<ドバイ番記者(1)>

 【ドバイ(UAE)20日=松田直樹】史上最多の日本馬11頭が世界の強豪に挑むドバイ国際競走が25日に、メイダン競馬場で行われる。東京・松田直樹記者が「ドバイ番記者」を担当する。ターフ(G1、芝1800メートル)、シーマC(G1、芝2410メートル)、ワールドC(G1、ダート2000メートル)の3競走は日本でも馬券発売される。ワールドCには米国最強ダート馬アロゲート(牡4、B・バファート)が参戦。
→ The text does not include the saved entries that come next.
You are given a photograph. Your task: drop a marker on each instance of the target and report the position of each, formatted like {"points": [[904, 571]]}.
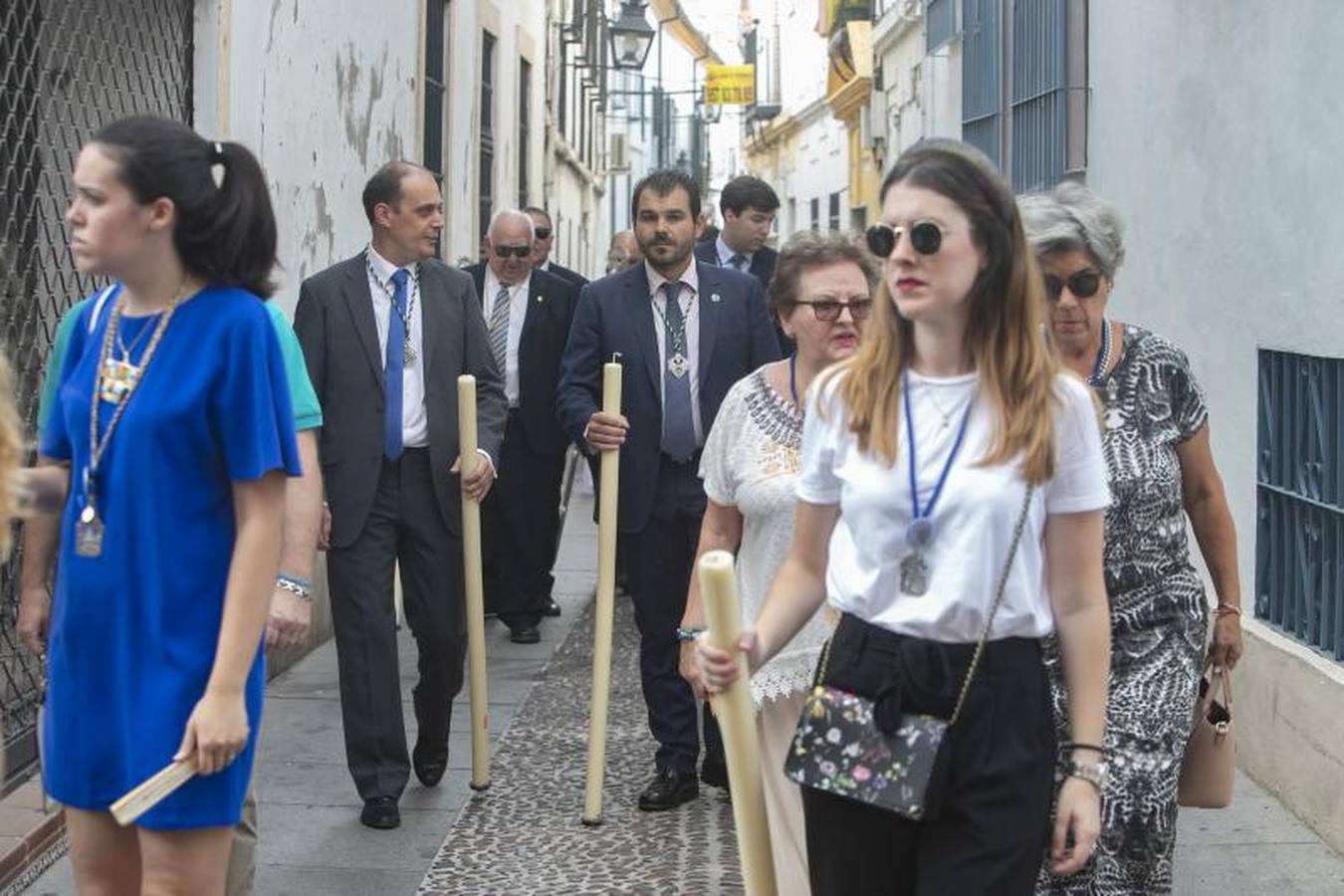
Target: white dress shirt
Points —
{"points": [[518, 295], [414, 419], [691, 315], [726, 256]]}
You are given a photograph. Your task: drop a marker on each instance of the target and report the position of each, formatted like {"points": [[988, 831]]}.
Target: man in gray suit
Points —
{"points": [[386, 335]]}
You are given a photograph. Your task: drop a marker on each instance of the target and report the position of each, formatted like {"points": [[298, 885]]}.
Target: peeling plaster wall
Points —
{"points": [[323, 104]]}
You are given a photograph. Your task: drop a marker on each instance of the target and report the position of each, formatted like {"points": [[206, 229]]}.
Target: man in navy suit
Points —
{"points": [[749, 207], [527, 315], [686, 334]]}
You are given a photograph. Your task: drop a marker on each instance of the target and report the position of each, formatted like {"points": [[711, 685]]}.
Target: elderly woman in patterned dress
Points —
{"points": [[750, 466], [1162, 472]]}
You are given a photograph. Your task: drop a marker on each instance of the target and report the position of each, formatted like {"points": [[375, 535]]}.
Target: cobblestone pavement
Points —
{"points": [[523, 835]]}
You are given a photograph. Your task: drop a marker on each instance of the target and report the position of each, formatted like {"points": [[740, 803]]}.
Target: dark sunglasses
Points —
{"points": [[1082, 285], [828, 311], [925, 235]]}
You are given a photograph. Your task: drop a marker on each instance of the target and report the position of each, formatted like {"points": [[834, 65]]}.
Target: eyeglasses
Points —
{"points": [[925, 235], [1082, 285], [828, 311]]}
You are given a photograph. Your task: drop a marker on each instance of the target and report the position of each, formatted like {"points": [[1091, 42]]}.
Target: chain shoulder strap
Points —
{"points": [[999, 599]]}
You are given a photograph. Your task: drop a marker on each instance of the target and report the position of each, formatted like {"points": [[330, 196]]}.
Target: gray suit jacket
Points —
{"points": [[336, 328]]}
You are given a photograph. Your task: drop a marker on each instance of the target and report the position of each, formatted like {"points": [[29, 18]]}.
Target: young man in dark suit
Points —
{"points": [[529, 315], [544, 242], [686, 334], [386, 335], [749, 207]]}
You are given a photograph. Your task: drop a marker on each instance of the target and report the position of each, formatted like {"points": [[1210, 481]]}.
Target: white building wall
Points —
{"points": [[327, 93], [1216, 129]]}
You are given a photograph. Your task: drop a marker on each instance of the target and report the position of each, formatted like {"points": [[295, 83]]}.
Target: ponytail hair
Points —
{"points": [[226, 229]]}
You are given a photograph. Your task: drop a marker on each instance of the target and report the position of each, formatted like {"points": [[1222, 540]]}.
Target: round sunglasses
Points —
{"points": [[1081, 285], [925, 235]]}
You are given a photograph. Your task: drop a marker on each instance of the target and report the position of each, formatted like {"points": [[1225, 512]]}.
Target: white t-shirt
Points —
{"points": [[974, 518]]}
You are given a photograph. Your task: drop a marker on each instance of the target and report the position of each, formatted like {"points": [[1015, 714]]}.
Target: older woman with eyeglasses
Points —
{"points": [[821, 296], [1162, 472]]}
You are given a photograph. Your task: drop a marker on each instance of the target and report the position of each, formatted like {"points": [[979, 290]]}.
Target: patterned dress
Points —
{"points": [[1158, 615]]}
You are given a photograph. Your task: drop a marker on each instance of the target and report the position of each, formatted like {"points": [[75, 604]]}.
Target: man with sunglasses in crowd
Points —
{"points": [[542, 245], [529, 315]]}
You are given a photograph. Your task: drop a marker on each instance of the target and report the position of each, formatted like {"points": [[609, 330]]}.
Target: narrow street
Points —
{"points": [[523, 835]]}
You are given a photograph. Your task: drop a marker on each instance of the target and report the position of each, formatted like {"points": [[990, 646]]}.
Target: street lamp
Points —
{"points": [[630, 37]]}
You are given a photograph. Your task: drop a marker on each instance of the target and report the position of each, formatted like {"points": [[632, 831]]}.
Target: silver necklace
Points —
{"points": [[409, 353]]}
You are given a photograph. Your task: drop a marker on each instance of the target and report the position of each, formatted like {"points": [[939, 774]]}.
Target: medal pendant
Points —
{"points": [[89, 534], [678, 365], [914, 575]]}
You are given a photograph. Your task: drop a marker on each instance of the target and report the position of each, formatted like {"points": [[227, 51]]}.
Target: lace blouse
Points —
{"points": [[750, 462]]}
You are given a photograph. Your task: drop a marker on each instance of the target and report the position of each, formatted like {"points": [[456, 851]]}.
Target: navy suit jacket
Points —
{"points": [[615, 316], [763, 264]]}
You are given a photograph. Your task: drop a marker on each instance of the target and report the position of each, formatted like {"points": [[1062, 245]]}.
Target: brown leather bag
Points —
{"points": [[1207, 770]]}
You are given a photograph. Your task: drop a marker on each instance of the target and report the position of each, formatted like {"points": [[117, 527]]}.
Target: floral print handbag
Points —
{"points": [[840, 750]]}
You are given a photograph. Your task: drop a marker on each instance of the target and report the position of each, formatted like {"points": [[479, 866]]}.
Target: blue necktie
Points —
{"points": [[678, 421], [394, 368]]}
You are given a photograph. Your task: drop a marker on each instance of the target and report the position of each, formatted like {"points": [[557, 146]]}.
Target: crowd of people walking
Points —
{"points": [[956, 489]]}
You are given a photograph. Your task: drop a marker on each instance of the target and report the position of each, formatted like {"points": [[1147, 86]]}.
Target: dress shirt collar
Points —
{"points": [[691, 277], [726, 253], [383, 269]]}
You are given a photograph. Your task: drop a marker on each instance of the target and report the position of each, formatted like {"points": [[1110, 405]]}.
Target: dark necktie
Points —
{"points": [[394, 368], [678, 421]]}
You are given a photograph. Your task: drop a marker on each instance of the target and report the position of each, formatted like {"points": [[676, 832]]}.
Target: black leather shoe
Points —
{"points": [[380, 813], [525, 634], [669, 788], [429, 766], [714, 774]]}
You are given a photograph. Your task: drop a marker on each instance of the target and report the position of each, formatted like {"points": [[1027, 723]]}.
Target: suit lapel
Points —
{"points": [[360, 304], [433, 296], [710, 303], [641, 318]]}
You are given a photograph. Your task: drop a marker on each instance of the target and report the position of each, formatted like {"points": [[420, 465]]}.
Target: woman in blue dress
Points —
{"points": [[175, 421]]}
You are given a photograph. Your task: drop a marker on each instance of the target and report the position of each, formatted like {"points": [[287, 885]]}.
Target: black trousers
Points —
{"points": [[519, 528], [991, 834], [659, 564], [405, 526]]}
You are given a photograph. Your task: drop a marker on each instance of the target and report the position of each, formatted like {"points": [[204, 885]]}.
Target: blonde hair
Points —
{"points": [[1005, 337]]}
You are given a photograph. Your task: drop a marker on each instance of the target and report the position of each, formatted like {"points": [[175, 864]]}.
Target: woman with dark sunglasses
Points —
{"points": [[1162, 470], [925, 456]]}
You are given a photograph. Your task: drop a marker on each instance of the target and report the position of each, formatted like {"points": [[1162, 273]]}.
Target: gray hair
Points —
{"points": [[511, 212], [1074, 218]]}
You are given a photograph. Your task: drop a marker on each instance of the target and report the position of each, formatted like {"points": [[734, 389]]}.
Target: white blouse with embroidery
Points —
{"points": [[750, 462]]}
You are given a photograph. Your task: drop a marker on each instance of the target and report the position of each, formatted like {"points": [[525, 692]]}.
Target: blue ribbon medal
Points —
{"points": [[914, 567]]}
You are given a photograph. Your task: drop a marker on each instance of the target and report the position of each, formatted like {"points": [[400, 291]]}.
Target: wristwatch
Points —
{"points": [[1094, 773]]}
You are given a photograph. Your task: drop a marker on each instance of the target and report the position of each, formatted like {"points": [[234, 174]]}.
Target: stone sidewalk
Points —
{"points": [[523, 834]]}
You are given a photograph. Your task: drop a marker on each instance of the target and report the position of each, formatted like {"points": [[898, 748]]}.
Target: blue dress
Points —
{"points": [[133, 631]]}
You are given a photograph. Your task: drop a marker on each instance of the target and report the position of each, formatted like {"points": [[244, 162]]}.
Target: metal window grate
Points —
{"points": [[1039, 93], [940, 23], [1300, 499], [982, 80], [66, 69]]}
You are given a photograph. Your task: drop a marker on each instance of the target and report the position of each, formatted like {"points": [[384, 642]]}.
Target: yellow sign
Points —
{"points": [[729, 85]]}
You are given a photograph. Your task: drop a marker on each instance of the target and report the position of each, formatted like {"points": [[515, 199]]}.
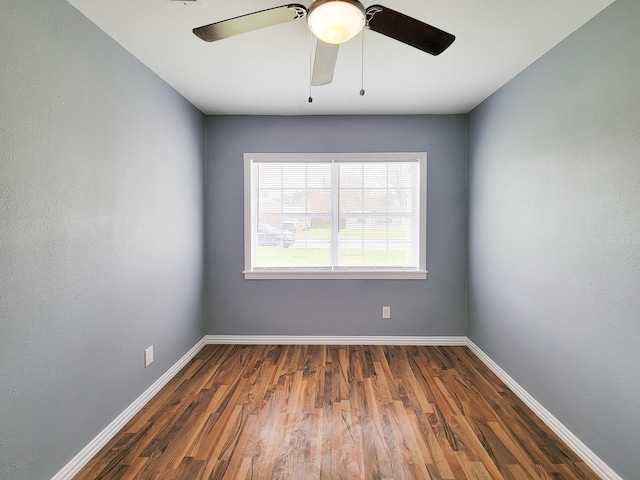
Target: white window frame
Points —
{"points": [[302, 273]]}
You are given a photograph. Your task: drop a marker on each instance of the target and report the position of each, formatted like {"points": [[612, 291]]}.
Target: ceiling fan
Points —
{"points": [[334, 22]]}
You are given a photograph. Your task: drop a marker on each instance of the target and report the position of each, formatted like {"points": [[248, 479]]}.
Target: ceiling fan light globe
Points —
{"points": [[336, 21]]}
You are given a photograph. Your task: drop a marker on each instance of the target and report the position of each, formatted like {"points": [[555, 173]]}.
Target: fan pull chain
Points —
{"points": [[362, 66], [310, 64]]}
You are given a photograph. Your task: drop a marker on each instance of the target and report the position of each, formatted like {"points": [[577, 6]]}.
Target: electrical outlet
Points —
{"points": [[148, 356]]}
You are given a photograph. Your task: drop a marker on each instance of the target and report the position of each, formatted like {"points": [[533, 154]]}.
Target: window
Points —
{"points": [[335, 215]]}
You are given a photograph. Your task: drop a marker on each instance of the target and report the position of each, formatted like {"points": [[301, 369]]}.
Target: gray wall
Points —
{"points": [[554, 229], [100, 232], [435, 306]]}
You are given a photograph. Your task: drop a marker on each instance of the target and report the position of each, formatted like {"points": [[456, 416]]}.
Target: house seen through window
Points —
{"points": [[335, 215]]}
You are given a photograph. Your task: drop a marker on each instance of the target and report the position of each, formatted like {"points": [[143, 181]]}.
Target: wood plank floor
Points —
{"points": [[335, 412]]}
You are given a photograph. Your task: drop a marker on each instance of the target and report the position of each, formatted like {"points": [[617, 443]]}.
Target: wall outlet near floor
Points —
{"points": [[148, 356]]}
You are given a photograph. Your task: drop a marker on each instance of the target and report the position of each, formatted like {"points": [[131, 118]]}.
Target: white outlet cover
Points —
{"points": [[148, 356]]}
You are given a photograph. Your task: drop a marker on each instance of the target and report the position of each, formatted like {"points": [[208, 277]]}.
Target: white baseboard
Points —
{"points": [[334, 340], [87, 453], [95, 445], [584, 452]]}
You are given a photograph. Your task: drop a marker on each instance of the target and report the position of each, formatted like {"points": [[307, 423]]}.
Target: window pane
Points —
{"points": [[375, 242], [377, 209]]}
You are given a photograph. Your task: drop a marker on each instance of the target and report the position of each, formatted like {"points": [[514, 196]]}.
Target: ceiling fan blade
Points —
{"points": [[324, 63], [408, 30], [252, 21]]}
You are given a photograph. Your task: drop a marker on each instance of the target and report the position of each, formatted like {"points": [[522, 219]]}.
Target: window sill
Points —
{"points": [[334, 275]]}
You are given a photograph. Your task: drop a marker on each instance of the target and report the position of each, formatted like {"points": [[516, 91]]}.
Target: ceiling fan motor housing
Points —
{"points": [[336, 21]]}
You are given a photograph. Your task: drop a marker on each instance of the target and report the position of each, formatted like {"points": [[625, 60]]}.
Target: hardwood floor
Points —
{"points": [[335, 412]]}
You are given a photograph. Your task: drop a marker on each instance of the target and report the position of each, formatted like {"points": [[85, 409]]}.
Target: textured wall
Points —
{"points": [[554, 229], [435, 306], [100, 232]]}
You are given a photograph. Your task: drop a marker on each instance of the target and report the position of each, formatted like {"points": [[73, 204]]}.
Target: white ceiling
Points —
{"points": [[267, 71]]}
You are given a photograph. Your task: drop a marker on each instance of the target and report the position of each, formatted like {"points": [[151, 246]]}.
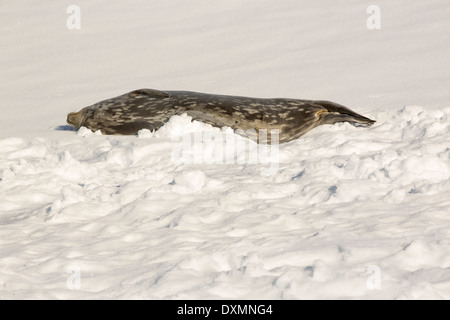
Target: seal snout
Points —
{"points": [[75, 119]]}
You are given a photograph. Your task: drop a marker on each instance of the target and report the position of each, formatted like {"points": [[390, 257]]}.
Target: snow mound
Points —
{"points": [[342, 200]]}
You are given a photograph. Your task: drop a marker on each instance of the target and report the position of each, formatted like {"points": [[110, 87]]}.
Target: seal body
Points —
{"points": [[150, 109]]}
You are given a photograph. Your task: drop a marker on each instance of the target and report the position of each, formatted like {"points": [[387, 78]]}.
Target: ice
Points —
{"points": [[346, 213]]}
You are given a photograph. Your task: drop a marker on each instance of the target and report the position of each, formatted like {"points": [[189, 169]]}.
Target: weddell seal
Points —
{"points": [[150, 109]]}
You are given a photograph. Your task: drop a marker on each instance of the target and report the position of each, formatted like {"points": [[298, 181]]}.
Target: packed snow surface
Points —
{"points": [[196, 212]]}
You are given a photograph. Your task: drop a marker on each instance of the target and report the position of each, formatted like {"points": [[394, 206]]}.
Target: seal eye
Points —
{"points": [[318, 113]]}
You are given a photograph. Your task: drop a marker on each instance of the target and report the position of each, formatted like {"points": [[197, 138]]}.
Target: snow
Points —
{"points": [[342, 212]]}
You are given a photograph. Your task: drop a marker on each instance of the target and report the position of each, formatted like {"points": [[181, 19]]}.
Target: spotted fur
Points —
{"points": [[150, 109]]}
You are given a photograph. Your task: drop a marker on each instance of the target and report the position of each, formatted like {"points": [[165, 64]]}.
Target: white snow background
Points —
{"points": [[351, 213]]}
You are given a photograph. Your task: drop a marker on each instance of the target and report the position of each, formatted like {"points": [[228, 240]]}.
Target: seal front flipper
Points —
{"points": [[333, 113], [152, 93]]}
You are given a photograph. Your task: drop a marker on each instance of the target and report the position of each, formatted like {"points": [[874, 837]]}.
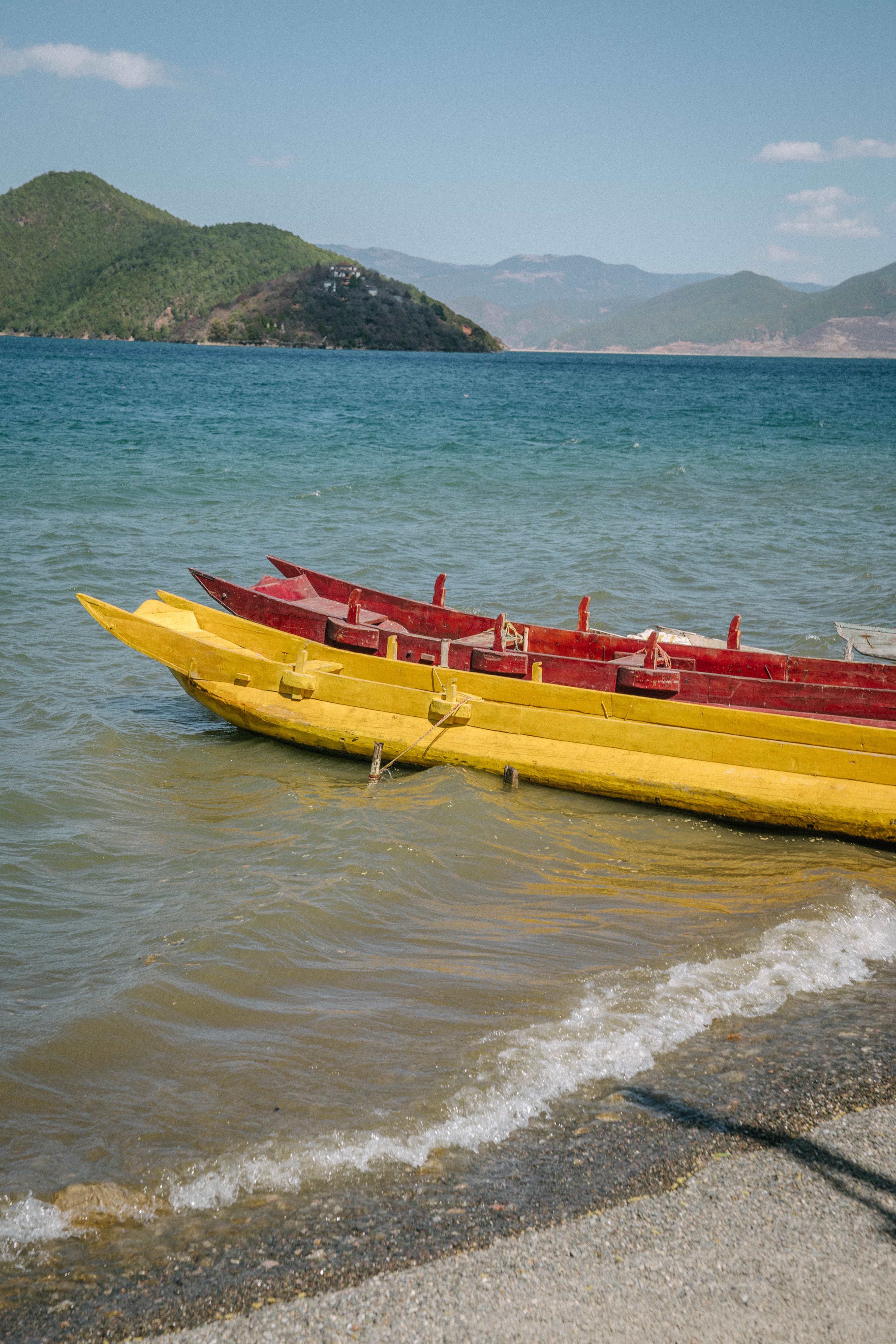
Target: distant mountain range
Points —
{"points": [[530, 301], [748, 311]]}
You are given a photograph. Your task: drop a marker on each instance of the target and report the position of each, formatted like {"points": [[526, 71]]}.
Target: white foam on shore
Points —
{"points": [[26, 1222], [616, 1031]]}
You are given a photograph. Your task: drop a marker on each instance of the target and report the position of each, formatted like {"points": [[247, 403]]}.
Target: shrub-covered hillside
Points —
{"points": [[342, 307], [80, 257]]}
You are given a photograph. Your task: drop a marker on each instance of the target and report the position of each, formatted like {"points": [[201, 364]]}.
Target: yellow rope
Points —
{"points": [[383, 769]]}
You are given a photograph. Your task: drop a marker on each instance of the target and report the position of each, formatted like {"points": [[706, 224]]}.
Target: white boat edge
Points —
{"points": [[872, 640]]}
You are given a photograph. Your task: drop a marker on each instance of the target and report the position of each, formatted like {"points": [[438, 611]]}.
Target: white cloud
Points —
{"points": [[812, 152], [823, 216], [792, 151], [284, 162], [128, 69], [824, 197], [776, 253], [850, 148]]}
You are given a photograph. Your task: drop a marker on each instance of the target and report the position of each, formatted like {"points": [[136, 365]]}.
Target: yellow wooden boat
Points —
{"points": [[768, 769]]}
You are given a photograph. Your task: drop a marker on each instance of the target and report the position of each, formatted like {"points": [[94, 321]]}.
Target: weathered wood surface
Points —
{"points": [[748, 767], [602, 646], [688, 683]]}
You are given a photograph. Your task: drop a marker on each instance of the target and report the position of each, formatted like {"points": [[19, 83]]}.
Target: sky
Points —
{"points": [[673, 136]]}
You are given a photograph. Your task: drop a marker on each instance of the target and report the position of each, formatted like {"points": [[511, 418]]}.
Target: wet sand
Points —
{"points": [[719, 1096], [793, 1242]]}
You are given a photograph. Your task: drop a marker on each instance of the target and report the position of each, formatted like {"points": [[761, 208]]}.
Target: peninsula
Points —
{"points": [[81, 259]]}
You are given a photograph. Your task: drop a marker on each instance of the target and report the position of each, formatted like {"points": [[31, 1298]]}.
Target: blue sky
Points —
{"points": [[679, 138]]}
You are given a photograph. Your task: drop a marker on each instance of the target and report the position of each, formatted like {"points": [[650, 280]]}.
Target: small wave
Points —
{"points": [[616, 1031], [26, 1222]]}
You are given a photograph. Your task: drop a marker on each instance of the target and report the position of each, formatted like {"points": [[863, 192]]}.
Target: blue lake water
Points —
{"points": [[199, 927]]}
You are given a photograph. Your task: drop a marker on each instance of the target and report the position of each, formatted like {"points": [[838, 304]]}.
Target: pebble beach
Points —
{"points": [[789, 1244]]}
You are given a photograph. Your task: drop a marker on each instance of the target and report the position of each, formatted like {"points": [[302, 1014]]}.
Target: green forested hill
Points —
{"points": [[78, 256], [742, 307], [344, 307]]}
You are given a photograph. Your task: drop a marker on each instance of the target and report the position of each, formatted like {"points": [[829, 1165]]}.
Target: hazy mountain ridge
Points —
{"points": [[531, 301], [742, 308]]}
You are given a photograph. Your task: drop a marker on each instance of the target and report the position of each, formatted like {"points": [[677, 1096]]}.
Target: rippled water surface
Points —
{"points": [[226, 967]]}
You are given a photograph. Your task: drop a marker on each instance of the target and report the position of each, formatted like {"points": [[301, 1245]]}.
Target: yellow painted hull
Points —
{"points": [[749, 767]]}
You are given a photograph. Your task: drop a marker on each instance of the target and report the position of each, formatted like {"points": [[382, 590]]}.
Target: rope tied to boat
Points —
{"points": [[377, 775]]}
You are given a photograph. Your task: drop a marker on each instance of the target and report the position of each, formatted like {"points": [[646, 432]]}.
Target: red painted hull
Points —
{"points": [[315, 607]]}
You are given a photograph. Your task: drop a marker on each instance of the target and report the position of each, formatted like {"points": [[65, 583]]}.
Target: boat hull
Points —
{"points": [[738, 765], [682, 682]]}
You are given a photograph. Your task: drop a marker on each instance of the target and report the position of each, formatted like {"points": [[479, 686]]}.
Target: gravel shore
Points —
{"points": [[790, 1242]]}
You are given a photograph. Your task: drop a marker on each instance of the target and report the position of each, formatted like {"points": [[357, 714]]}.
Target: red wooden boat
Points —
{"points": [[330, 611]]}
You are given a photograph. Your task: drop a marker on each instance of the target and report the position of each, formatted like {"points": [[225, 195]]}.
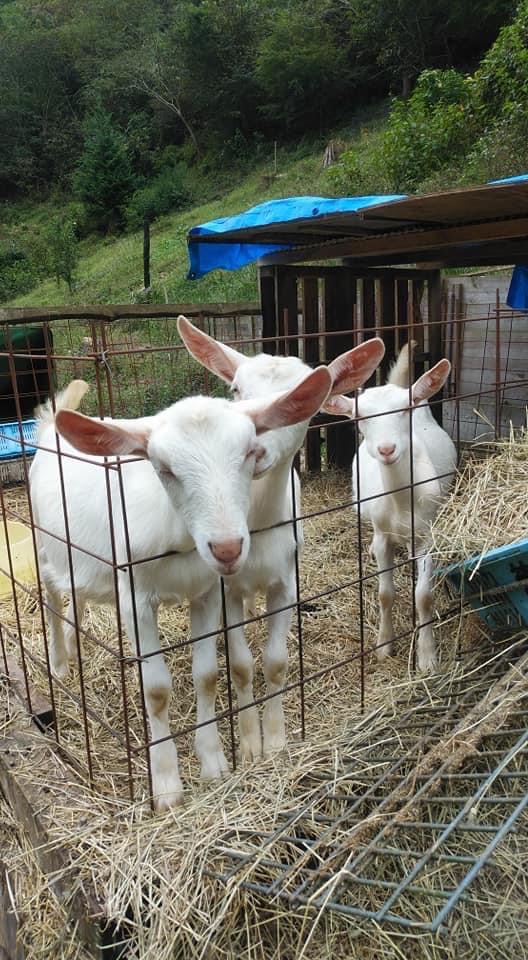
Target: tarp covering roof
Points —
{"points": [[211, 245], [372, 230]]}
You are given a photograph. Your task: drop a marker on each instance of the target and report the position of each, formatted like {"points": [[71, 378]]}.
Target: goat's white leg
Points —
{"points": [[167, 789], [242, 669], [426, 650], [384, 554], [70, 640], [205, 617], [275, 663], [62, 646]]}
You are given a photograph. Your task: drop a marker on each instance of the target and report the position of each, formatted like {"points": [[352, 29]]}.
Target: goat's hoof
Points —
{"points": [[60, 670], [384, 649], [250, 747], [214, 766], [428, 664], [167, 794], [274, 741]]}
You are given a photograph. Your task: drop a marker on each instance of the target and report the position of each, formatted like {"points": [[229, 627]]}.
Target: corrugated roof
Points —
{"points": [[450, 226]]}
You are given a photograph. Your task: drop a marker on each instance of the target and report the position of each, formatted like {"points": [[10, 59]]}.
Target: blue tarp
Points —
{"points": [[231, 255], [204, 257]]}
バファート師の自信たっぷりの笑顔に心がときめいた。

 番記者初日の20日朝、正直ちょっと心細かった。初めてのドバイ。日本人記者は僕だけ。そして、暗くて周りがよく見えない三重苦。恐る恐る、海外メディアに声をかけた。「アロゲートのトレーニングはいつから始まるの?」「もうすぐよ」。美人カメラマンにお礼を言おうとしたら、速射砲のようなシャッター音が鳴った。夜明け前のダートコース。最強ダート馬が現れた。

 世界の注目を集める馬だ。BCクラシック→ペガサスワールドCなど、G1・3連勝中の4歳馬。前走で昨年の米年度代表馬カリフォルニアクロームを下し、レーティング127は世界1位タイ(昨年は134で1位)。この日は半マイルほどを軽快にキャンター。ワールドC3勝目を狙うバファート師は「大きくていいストライドをする、未来のある馬。先週、ドバイに来てからも落ち着いている」と親指を立てた。リーバイスにナイキのスニーカー。「ザ・アメリカン」の指揮官は、愛馬に全幅の信頼を置く。

 評価は過去の名馬と同等かそれ以上。厩舎の先輩でもあり、2年前の米3冠馬アメリカンファラオはどうしても比較対象になる。師は「アメリカンファラオは人間が好きでコンタクトが取りやすかった。アロゲートは“大きな子ども”かな。1つずつ課題を与えている段階。徐々に良くなっているよ。今回の輸送はスムーズに終わった。馬房に着いたら『早くスナックをくれよ』っていうくらい。馬より人間が疲れていた」。頂点を極めても、成長を続ける。

 勝てば北米調教馬として、歴代最高の獲得賞金が確定するレース。「まだ日本の馬たちのレースは見ていない。むしろ、自分の馬をベストの状態で送り込むことにしかフォーカスしていない。アメリカと違ってコーナーもタイトだし、厩舎から歩く距離も長いからね。今のところ順調。エブリシング、OK」。日本馬は敵どころか、同じレースに出走するその他大勢か・・・。コーヒーを片手に余裕の笑み。不動の本命候補になる。(つづく)

<後半3レース日本で馬券発売>

 ◆購入方法 インターネット投票(A-PAT及び即PAT)に限定。

 ◆発売時間 25日19時30分から、発売する各競走の発走予定時刻の4分前まで。

 ◆種類 単勝、複勝、ワイド、馬連、馬単、3連複、3連単の7種類。

 ◆オッズ 日本国内独自のもの。